Simple Cheap Low Power Oscillators V2.0
http://www.overunity.com/index.php?action=downloads;sa=view;down=248
Towards Realizing the TPU V1.4: http://www.overunity.com/index.php?action=downloads;sa=view;down=217
Capacitor Energy Transfer Experiments V1.0: http://www.overunity.com/index.php?action=downloads;sa=view;down=209

SeaMonkey

Quote from: poynt99
I don't believe there is any physical change in the wire from extended use. Sounds like a myth if some are saying there is.

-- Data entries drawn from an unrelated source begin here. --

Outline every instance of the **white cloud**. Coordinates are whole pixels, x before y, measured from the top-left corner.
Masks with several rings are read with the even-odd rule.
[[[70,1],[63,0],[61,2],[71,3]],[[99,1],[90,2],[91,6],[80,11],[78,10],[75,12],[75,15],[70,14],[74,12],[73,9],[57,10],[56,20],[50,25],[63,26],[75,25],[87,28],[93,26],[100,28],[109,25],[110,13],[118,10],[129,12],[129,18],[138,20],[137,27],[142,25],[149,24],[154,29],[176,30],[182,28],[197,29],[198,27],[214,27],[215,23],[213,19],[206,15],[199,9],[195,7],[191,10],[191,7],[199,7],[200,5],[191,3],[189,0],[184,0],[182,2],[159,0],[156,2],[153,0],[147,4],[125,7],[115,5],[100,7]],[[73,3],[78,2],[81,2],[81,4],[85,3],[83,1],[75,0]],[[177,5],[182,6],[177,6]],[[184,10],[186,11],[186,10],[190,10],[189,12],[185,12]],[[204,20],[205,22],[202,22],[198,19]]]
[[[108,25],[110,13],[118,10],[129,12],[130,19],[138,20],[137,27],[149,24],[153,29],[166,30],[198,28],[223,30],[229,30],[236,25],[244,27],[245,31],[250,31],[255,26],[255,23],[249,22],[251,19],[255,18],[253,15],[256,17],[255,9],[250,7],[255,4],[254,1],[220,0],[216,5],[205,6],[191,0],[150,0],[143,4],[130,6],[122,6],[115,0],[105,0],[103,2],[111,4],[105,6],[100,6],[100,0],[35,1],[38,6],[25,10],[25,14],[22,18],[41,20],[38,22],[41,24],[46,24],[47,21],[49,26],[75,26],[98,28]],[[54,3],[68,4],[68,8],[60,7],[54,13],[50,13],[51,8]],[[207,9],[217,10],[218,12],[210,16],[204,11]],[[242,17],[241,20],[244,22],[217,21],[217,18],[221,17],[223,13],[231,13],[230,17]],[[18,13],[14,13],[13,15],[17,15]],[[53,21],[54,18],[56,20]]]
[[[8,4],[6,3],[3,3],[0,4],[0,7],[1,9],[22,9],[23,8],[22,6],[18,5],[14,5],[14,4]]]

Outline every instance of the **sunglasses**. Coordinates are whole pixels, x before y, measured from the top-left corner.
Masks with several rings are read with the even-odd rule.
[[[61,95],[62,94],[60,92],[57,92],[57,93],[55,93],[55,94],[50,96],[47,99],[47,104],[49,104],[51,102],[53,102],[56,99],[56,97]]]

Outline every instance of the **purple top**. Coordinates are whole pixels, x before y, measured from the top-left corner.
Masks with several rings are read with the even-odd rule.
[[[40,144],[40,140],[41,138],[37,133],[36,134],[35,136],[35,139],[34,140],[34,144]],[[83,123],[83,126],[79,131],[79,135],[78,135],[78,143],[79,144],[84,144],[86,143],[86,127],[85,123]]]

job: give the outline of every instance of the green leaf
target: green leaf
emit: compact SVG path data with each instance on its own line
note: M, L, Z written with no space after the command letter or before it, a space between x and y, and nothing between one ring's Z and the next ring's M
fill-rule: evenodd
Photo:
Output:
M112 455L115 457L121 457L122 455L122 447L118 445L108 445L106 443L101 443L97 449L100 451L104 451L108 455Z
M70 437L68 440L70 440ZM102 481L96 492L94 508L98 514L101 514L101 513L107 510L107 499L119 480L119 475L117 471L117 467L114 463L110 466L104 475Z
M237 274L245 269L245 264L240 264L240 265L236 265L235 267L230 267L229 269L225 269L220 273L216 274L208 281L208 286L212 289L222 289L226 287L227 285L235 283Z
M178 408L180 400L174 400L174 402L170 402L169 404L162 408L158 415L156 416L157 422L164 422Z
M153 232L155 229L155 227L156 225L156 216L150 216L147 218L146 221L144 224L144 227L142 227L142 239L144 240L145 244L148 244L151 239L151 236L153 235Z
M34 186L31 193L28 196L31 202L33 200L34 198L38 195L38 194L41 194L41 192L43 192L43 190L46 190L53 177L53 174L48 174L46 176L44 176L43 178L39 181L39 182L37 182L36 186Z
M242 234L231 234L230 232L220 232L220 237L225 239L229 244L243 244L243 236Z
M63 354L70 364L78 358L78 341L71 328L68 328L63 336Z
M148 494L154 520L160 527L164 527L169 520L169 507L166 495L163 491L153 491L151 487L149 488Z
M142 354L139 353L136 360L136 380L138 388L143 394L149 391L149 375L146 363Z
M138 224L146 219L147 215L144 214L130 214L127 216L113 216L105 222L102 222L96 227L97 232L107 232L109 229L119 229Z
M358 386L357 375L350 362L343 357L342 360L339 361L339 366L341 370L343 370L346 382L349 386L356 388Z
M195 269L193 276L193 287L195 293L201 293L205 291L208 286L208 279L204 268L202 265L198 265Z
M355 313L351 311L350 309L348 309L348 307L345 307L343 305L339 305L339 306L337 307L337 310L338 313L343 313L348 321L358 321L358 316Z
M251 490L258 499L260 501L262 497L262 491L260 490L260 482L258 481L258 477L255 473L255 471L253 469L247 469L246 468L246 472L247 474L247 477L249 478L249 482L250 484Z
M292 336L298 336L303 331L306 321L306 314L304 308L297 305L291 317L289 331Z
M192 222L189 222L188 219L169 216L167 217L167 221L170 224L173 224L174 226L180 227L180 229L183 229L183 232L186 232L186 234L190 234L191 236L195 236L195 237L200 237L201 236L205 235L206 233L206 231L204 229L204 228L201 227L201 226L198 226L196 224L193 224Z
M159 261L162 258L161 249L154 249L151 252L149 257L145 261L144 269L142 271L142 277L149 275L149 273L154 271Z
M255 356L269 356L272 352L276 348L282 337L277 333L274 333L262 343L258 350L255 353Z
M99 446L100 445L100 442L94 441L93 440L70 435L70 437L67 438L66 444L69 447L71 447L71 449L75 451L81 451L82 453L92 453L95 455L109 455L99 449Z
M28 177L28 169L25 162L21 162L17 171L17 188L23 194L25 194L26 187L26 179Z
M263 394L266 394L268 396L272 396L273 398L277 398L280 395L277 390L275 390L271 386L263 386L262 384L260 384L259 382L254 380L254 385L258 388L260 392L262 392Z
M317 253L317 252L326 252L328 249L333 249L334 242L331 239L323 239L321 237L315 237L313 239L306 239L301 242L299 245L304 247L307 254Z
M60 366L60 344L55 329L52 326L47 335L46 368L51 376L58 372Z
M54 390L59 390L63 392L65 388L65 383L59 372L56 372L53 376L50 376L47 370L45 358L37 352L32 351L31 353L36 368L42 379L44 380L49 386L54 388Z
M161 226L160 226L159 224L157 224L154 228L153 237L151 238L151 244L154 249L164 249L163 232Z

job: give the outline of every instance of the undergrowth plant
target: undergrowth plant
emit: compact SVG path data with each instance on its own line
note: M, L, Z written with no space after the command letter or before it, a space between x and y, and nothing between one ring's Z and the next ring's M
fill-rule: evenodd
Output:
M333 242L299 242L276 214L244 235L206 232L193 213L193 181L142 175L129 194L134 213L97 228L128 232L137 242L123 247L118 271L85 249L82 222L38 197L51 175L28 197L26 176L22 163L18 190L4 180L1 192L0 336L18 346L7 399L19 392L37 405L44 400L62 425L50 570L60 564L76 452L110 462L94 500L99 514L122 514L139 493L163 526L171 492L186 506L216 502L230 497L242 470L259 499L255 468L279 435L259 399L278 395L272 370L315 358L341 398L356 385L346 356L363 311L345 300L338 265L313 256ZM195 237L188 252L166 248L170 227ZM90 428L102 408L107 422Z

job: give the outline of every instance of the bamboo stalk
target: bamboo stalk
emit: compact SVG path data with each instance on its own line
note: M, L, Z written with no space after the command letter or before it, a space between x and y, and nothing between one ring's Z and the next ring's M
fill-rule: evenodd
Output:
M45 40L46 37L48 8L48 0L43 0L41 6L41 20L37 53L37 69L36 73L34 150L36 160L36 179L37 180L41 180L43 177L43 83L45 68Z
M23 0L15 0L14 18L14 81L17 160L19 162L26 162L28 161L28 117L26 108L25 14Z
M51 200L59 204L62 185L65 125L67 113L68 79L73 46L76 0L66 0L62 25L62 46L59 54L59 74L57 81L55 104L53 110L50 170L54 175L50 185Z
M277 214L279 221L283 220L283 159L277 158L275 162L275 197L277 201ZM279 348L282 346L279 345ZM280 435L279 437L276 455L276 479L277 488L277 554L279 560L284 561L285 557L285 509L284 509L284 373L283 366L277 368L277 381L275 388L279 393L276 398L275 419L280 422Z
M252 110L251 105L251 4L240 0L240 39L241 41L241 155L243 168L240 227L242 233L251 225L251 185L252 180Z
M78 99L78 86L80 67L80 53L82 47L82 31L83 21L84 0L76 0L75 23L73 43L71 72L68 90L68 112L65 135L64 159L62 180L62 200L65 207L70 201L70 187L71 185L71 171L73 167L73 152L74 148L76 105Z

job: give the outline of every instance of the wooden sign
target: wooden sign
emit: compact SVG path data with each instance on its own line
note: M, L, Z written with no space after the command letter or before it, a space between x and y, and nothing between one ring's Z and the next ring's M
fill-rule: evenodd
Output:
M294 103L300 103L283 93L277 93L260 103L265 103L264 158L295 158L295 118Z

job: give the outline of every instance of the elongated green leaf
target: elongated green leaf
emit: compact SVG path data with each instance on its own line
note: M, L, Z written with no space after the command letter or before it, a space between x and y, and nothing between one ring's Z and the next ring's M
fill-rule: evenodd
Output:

That's one I've not heard.

Although, it is reported that 'work hardened' copper is not
as conductive as freshly annealed soft copper.

TinselKoala

Quote from: MileHigh on October 04, 2014, 05:48:13 PM
(snip)
TK:

There are a lot of misunderstandings about electric fields and charge also.  In a generator, there is no "charge" in the wires.  There is an induced electric field that pushes the electrons through the wires, without any net charge in the wires themselves.  Likewise, some people talk about voltage being related to charge density, but that's only for static electricity.  You have voltage in the windings of a generator with no excess charge density.  There are two sources of an electric field, the static electric field associated with electrostatics, and the "dynamic" electric field associated with changing magnetic fields.  A so-so analogy for current flow in a wire because of a dynamically induced electric field might be a simple vertical shaft with balls falling through a gravity field.  The gravity field is like the electric field and the balls are like the electrons.

(snip)
MileHigh
Ah... er.... um.... almost.
There is only one field, the EM field. It is the relationship between charge and motion.  There is no difference between a "static" electrical field as in "electrostatics" and the "dynamic"  electric field associated with changing magnetic fields. A generator does in fact separate charge and in a current-carrying wire, charge is indeed separated. Don't believe me? Connect a capacitor across the output of your DC generator and watch what happens.
The changing magnetic field in the generator produces a movement of charge. What happens in the wire that is distant from the changing fields in the generator? The charge pressure that is created by the generator "pushing" on local charges in the wire is transferred -- like charge repels like -- down the wire and at the distal end you see a voltage: charge pressure.
The main differences between "electrostatic" charge and "dynamic" charge (current) are the number of charges involved and whether they are moving or not. A Coulomb is a _huge_ amount of charge. Put a Coulomb of charge onto something where it will be retained and you will have huge electric field effects associated with it. Make that thing smaller and the charge density will increase: voltage increases: until it leaks off due to isolation breakdown and conduction. Put a Coulomb of charge through a conductor every second, and you have one Ampere of current flowing and a large magnetic field associated with it. Flow that current into a capacitor and watch the charge pressure accumulate (voltage on the cap rises). Same field, same pressure, same voltage phenomena, whether "electrostatic" or "dynamic".
You can have currents that consist of beams of electrons in free space, as in Cathode Ray tubes. You can have currents that are transferred by conductive plasmas of ions, as in neon tubes. You can even have currents transferred by large ions dissolved in fluids, as in electrophoresis. But in each case it is the _charge_ that is moved by external fields (which result in the charge pressure gradient, AKA potential, AKA tension, AKA voltage), and which drags whatever material carrier along with it.